CONCLUSIONS: Incomplete penetrance for SNV and MNV in neurodevelopmental disorders might be more frequent than previously thought. This point is crucial to consider for interpretation of variants, family investigation, genetic counseling, and prenatal diagnosis. Molecular mechanisms underlying this incomplete penetrance still need to be identified.
摘要:
目的:在大多数单基因疾病中观察到不完全的外显率。然而,神经发育障碍,单核苷酸和多核苷酸变体(SNV/MNV)的解释通常基于完全外显率的范式。
方法:从2020年到2022年,我们提出了与法国分子诊断进行智力障碍网络的合作研究。目的是招募索引案例的家庭,被诊断患有神经发育障碍,携带OMIM病态基因的致病性或可能的致病性变异体,并遗传自无症状的父母。在可用于隔离研究时,对祖父母进行了分析。

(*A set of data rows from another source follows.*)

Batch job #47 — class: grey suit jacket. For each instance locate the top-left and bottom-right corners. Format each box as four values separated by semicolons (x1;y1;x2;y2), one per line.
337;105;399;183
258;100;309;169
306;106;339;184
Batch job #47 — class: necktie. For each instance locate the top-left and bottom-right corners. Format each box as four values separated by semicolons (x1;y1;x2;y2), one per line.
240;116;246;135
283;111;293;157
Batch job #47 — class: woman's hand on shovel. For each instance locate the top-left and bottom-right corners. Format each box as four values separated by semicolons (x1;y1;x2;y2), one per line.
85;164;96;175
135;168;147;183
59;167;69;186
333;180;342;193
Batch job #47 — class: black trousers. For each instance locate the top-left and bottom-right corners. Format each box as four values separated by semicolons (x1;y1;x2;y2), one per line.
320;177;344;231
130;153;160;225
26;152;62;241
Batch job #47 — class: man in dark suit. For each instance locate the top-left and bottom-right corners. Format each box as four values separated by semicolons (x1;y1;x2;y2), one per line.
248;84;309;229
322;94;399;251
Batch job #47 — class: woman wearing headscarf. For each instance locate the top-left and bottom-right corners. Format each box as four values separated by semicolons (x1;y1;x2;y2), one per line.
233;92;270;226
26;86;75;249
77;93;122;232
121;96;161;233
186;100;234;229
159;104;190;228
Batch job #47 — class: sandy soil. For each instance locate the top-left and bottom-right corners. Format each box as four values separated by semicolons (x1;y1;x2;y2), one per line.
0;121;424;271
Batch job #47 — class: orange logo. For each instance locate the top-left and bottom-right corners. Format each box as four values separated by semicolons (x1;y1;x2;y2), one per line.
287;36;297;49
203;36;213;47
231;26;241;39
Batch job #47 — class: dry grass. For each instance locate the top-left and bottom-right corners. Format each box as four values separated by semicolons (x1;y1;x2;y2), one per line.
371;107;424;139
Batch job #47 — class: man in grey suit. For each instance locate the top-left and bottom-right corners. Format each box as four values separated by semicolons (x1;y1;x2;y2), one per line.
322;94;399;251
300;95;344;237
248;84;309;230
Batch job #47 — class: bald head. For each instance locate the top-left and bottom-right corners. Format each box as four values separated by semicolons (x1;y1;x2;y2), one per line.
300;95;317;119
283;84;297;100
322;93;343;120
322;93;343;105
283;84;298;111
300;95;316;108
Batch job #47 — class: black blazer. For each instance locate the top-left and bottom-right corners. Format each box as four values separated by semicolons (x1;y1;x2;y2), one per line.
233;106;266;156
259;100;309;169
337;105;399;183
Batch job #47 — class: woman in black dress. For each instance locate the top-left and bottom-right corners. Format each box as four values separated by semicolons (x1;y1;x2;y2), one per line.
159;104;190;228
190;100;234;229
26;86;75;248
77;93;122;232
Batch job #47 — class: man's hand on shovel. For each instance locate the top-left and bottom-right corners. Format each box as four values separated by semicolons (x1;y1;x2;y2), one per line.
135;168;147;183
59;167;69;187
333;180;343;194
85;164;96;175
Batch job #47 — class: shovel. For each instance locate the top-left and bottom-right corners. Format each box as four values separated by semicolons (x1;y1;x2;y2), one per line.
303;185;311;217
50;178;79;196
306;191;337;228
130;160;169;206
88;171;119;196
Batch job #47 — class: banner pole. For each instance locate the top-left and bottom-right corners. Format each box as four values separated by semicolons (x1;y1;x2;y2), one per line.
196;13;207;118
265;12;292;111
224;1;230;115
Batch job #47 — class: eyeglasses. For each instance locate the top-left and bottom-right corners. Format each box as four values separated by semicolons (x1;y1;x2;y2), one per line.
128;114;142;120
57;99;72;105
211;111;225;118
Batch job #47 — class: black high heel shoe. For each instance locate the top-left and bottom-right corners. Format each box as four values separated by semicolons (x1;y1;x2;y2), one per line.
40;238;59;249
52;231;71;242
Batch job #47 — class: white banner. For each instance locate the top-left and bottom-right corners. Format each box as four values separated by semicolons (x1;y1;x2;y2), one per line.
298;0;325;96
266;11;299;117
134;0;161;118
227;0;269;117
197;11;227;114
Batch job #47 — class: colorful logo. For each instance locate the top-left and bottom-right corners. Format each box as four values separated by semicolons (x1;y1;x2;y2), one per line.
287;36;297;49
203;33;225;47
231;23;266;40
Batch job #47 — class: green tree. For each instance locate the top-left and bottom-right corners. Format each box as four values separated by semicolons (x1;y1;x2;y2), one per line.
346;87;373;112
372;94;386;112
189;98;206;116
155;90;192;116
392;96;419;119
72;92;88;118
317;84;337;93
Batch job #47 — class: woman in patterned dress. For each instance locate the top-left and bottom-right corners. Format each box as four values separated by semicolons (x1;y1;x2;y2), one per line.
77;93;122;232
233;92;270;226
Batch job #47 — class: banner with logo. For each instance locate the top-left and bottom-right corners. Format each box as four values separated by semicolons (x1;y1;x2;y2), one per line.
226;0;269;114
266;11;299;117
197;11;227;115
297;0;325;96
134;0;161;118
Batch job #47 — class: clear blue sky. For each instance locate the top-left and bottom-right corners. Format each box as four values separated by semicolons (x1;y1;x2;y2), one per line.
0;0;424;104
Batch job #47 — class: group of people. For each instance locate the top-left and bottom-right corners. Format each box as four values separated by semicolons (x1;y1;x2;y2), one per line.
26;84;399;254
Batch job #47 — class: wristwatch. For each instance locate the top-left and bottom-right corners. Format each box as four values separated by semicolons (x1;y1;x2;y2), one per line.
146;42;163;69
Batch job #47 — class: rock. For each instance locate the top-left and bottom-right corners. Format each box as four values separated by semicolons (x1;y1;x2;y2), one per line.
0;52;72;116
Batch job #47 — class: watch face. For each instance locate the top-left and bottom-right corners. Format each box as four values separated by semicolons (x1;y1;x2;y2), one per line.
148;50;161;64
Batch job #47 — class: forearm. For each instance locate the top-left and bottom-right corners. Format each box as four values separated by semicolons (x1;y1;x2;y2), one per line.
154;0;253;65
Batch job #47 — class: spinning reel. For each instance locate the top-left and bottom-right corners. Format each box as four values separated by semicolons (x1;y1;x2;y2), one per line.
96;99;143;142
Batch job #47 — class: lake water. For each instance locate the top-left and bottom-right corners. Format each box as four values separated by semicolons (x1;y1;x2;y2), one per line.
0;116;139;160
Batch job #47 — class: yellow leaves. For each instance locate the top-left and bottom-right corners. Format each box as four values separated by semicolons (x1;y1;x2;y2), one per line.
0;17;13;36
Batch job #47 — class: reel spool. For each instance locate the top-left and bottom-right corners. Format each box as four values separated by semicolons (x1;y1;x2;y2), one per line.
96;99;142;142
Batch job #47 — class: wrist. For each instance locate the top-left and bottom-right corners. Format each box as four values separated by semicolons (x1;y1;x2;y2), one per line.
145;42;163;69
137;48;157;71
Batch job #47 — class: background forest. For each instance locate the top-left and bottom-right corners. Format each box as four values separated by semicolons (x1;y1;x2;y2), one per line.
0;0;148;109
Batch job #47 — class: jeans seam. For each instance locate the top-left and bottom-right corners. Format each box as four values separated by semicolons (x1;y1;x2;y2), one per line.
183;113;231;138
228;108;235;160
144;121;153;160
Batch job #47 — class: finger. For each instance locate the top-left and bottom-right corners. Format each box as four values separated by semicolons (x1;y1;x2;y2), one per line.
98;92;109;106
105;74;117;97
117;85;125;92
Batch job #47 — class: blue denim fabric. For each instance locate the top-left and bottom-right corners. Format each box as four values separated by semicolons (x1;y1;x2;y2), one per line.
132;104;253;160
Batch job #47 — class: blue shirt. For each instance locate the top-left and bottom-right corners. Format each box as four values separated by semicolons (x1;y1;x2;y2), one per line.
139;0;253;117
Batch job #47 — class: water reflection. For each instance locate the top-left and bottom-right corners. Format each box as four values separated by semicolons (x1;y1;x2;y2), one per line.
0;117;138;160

结果:我们确定了12例受单基因神经发育障碍影响的患者,该疾病是由无症状父母遗传的可能的致病性或致病性变异(SNV/MNV)引起的。这些基因通常与从头变体相关。患者携带不同的变体(1个剪接位点变体,11个基因中的4个无义和7个移码):CAMTA1,MBD5,KMT2C,KMT2E,ZMIZ1、MN1、NDUFB11、CUL3、MED13、ARID2和RERE。祖父母已经在6个家庭接受了测试,并且每次在健康携带者亲本中从头确认变体。
结论:神经发育障碍中SNV和MNV的不完全外显率可能比以前认为的更常见。这一点对于解释变体至关重要,家庭调查,遗传咨询,和产前诊断。这种不完全外显率的分子机制仍需鉴定。
方法:从2020年到2022年,我们提出了与法国分子诊断进行智力障碍网络的合作研究。目的是招募索引案例的家庭,被诊断患有神经发育障碍,携带OMIM病态基因的致病性或可能的致病性变异体,并遗传自无症状的父母。在可用于隔离研究时,对祖父母进行了分析。
结果:我们确定了12例受单基因神经发育障碍影响的患者,该疾病是由无症状父母遗传的可能的致病性或致病性变异(SNV/MNV)引起的。这些基因通常与从头变体相关。患者携带不同的变体(1个剪接位点变体,11个基因中的4个无义和7个移码):CAMTA1,MBD5,KMT2C,KMT2E,ZMIZ1、MN1、NDUFB11、CUL3、MED13、ARID2和RERE。祖父母已经在6个家庭接受了测试,并且每次在健康携带者亲本中从头确认变体。
结论:神经发育障碍中SNV和MNV的不完全外显率可能比以前认为的更常见。这一点对于解释变体至关重要,家庭调查,遗传咨询,和产前诊断。这种不完全外显率的分子机制仍需鉴定。